Jewish Councils, also known as Judenräte or the Community of Elders, were created by Nazis to serve as organized intermediaries between their regime and the Jews living in Poland. They were formed in Poland immediately after the German invasion and operated until the final liquidation of the Jewish ghettos.
The Jewish Council in Będzin, which was headed by Haim Molchadsky, joined the region’s umbrella organization of the Sosnowiec Central Office in November 1939, which was under Moshe Merin’s control. As head of the regional Judenrat, Moshe assigned specific responsibilities for Bedzin to his brother Chaim Merin. Moshe propagated a “Salvation through Work” philosophy, assuming that obedience to Nazi regulations was the only viable option for the community’s survival. Cooperation with Nazi orders, so his thinking went, was ultimately better for the Jewish community than the consequences of disobedience, which usually resulted in lethal reprisal actions.
Typically, a Judenrat’s compliance included: the ghettoization of the Jews, the systematic keeping of detailed records of the ghetto’s population, supplying workers for labor mandates, the collection and turnover of Jewish possessions and valuables to the Nazis, the eviction of Jews from their homes, and the delivery of Jews to Nazi officials for arrest, questioning, and deportations to concentration camps.

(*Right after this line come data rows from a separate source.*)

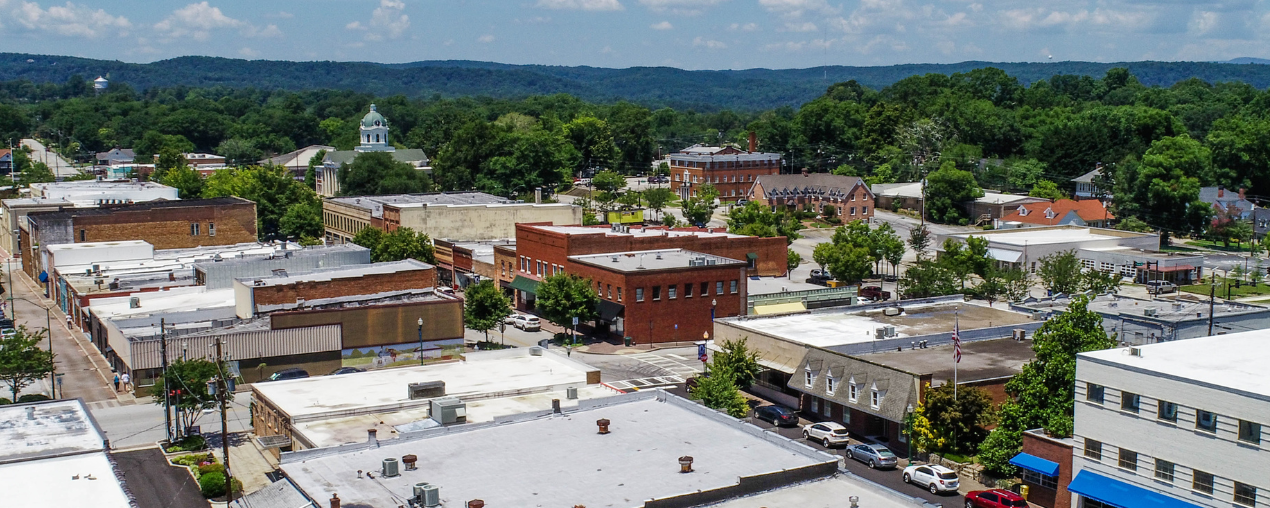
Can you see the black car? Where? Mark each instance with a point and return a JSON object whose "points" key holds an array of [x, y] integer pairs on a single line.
{"points": [[776, 414], [288, 374]]}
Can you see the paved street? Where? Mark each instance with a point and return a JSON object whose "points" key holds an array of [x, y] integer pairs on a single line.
{"points": [[83, 371]]}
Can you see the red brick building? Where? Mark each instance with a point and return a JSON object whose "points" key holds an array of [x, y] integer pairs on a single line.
{"points": [[850, 196], [658, 296], [729, 169]]}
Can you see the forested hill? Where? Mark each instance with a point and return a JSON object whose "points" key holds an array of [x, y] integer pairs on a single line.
{"points": [[655, 86]]}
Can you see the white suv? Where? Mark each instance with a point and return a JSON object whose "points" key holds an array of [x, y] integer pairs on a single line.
{"points": [[936, 479]]}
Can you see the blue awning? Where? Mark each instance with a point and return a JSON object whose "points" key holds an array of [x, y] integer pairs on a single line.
{"points": [[1035, 464], [1120, 494]]}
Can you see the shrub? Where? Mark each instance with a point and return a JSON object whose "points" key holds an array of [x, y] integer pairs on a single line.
{"points": [[212, 484]]}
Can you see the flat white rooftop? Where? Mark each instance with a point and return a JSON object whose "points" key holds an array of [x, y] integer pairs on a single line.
{"points": [[1232, 362], [483, 375], [33, 431], [843, 325], [50, 483], [561, 460]]}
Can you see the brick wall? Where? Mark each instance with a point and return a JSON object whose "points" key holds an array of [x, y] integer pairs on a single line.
{"points": [[1052, 451], [654, 320], [315, 290], [172, 227]]}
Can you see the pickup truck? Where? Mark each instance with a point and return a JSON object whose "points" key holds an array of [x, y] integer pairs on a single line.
{"points": [[874, 292]]}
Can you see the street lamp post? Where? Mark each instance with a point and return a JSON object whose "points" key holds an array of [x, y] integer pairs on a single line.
{"points": [[421, 340]]}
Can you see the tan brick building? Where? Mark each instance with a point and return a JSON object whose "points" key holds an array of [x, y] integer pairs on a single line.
{"points": [[163, 224]]}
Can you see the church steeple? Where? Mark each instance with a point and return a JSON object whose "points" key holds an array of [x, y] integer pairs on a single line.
{"points": [[375, 132]]}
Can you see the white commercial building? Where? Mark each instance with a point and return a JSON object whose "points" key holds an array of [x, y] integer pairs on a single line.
{"points": [[1175, 424]]}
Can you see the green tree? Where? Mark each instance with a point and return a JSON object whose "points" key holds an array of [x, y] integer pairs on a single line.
{"points": [[946, 191], [718, 390], [565, 296], [959, 419], [485, 306], [1044, 393], [186, 382], [22, 361], [1047, 189], [376, 173], [1061, 272]]}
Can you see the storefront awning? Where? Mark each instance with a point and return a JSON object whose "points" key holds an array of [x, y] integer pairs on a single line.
{"points": [[762, 310], [1120, 494], [608, 310], [1035, 464], [526, 285]]}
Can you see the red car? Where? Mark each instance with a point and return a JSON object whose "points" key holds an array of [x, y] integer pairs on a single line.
{"points": [[995, 498]]}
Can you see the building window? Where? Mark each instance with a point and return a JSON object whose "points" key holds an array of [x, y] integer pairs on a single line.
{"points": [[1250, 432], [1094, 393], [1128, 460], [1129, 401], [1202, 481], [1040, 480], [1163, 470], [1245, 494], [1094, 448], [1205, 421]]}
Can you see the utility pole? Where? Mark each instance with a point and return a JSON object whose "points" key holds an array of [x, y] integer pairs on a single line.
{"points": [[224, 391], [167, 390]]}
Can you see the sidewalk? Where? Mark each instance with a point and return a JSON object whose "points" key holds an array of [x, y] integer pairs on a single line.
{"points": [[81, 370]]}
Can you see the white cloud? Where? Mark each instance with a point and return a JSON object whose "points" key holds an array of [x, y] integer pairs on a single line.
{"points": [[800, 27], [198, 20], [681, 6], [796, 8], [387, 20], [708, 43], [67, 20], [581, 4]]}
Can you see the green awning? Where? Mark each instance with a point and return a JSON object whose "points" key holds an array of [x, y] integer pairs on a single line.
{"points": [[526, 285]]}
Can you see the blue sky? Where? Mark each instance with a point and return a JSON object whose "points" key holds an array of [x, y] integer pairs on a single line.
{"points": [[621, 33]]}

The Jewish ghetto police often enforced these tasks and orders. Jewish Councils oversaw the activities and living conditions of the ghetto but ultimately did not possess much power or authority. That authority remained solely with the Nazi administration. The German civilian in charge of the town and the ghetto of Będzin was Udo Klausa.
Ultimately, the cooperation of the Jewish Councils with the Nazi regime did not lead to the protection of the community from harm, but to their demise.